Questions of separation and integration led us this time to other questions. What is Natural Science? What is Human Science? In the course of the discussion we came up with three points:
1. Was there something specific to the object of inquiry?
2. Was it related to nature of inquiry? The immediate problem here is that the object of inquiry is constituted by the nature of inquiry and vice versa.
3. The third point was the language of inquiry... the reduction of natural language to nomological language.
Given this, can what Natural Science is be generated out of the history and space of its emergence?
We first had to answer who is undertaking this inquiry? Where is the subject located, what are his or her biases? What are those positions that inform the subject's inquiry? That again took us in 3 directions...
1. The subject who is the recipient and the user of the services of science and technology but who is looking back at what had been received. There are subjective priorities that would become fundamental (the suffering of the subject is clearly foregrounded; at other times it could be empowerment; entitlement could also become important).
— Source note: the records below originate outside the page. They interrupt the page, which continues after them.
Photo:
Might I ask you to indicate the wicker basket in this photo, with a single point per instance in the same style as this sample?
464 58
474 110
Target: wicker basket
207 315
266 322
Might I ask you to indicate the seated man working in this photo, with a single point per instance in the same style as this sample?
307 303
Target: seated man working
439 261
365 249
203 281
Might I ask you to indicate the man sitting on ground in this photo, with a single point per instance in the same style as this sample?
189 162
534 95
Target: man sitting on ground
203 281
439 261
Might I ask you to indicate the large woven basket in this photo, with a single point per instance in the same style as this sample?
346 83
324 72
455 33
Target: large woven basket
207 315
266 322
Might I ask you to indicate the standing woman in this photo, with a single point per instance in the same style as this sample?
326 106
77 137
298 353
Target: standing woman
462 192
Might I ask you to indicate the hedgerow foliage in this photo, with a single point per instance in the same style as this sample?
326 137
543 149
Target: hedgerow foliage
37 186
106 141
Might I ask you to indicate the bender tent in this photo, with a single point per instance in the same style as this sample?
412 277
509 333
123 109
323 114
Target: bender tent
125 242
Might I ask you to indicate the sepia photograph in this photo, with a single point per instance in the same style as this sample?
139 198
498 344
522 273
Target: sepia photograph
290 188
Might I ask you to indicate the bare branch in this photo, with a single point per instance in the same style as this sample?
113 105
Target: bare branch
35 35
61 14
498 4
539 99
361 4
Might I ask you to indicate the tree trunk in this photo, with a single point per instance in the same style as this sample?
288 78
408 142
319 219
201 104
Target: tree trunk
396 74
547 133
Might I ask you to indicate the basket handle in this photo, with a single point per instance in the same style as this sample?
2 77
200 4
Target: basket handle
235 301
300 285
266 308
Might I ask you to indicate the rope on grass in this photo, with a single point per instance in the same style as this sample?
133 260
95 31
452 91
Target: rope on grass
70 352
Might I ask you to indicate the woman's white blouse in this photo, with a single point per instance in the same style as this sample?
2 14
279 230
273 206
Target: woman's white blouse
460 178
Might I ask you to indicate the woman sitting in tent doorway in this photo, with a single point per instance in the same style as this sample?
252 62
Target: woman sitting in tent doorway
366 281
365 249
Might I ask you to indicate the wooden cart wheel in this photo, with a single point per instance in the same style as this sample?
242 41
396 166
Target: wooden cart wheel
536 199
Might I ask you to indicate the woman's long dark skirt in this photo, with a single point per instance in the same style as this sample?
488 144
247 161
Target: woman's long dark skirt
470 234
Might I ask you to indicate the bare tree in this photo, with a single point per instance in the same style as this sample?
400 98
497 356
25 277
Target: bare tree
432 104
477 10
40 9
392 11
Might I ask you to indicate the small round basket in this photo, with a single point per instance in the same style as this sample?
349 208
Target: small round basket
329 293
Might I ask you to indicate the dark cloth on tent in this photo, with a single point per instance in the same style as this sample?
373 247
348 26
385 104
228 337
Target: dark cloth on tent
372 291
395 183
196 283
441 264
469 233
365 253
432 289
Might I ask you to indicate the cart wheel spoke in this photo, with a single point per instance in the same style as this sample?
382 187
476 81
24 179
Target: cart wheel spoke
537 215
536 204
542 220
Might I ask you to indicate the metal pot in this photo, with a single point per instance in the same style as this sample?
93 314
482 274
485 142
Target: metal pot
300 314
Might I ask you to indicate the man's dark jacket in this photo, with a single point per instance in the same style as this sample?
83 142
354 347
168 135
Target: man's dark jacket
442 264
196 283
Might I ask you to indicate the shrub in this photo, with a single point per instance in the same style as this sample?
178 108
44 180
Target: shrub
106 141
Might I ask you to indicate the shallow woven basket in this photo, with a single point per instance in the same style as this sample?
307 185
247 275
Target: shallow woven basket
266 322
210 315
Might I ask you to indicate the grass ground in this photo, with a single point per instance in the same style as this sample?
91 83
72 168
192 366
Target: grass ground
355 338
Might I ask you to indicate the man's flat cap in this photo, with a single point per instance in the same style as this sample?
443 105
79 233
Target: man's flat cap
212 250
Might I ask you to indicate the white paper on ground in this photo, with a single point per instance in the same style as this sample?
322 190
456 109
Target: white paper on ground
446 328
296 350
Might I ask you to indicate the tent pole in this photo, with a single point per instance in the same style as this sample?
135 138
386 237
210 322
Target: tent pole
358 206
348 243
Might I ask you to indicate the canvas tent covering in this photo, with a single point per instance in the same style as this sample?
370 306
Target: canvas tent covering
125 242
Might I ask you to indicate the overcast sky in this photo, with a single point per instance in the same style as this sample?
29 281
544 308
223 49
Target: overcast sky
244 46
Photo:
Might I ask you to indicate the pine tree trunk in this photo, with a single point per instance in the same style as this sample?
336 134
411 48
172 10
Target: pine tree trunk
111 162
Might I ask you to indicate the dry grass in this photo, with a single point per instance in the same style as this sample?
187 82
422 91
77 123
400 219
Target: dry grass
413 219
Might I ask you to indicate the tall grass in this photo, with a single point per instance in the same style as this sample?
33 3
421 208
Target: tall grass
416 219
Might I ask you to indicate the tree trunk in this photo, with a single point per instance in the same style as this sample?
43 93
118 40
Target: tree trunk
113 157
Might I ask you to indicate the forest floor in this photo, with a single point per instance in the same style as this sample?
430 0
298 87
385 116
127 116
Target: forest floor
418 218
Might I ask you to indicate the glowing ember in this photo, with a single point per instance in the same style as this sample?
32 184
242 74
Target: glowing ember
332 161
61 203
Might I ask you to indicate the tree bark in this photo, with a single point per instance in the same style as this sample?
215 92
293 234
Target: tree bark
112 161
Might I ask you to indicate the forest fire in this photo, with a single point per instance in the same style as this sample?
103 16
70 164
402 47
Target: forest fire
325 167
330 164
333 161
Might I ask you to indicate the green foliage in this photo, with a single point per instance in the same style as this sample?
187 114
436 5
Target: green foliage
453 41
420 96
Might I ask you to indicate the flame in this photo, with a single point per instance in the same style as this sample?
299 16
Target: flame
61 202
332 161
2. The subject as producer of scientific knowledge
3. The relation between the producer-subject and the recipient-subject
This was not to deny and we were aware that when we talk of subject we have in mind contingent subject-positions and not subjects with an identitarian embeddedness. Yet we were trying to think what the subject can do to science.
The interesting realization that the collective arrived at is that the subjective turn was not enough to mute the problem we were dealing with. Access was not enough. Institutional change was also not enough. Sensitivity was a necessary condition but not a sufficient condition. We were required to address the knowledge gap that separates the producer-subject and the recipient-subject. Also isn't there the knowledge limitation that haunts the producer-subject? Here Penrose's ambition comes to mind: Are minds subject to the laws of physics? What indeed are the laws of the physics? (Penrose, 1989, p4). Do we have a good enough physics? In itself, physics must negotiate between Newton, Einstein and Heisenberg. We could see that even the inauguration of the subject question would take us to the knowledge question. Nonetheless, this is not going back to the domains of knowledge. On the other hand, if one begins from the knowledge pole we still have to ask questions about the subject.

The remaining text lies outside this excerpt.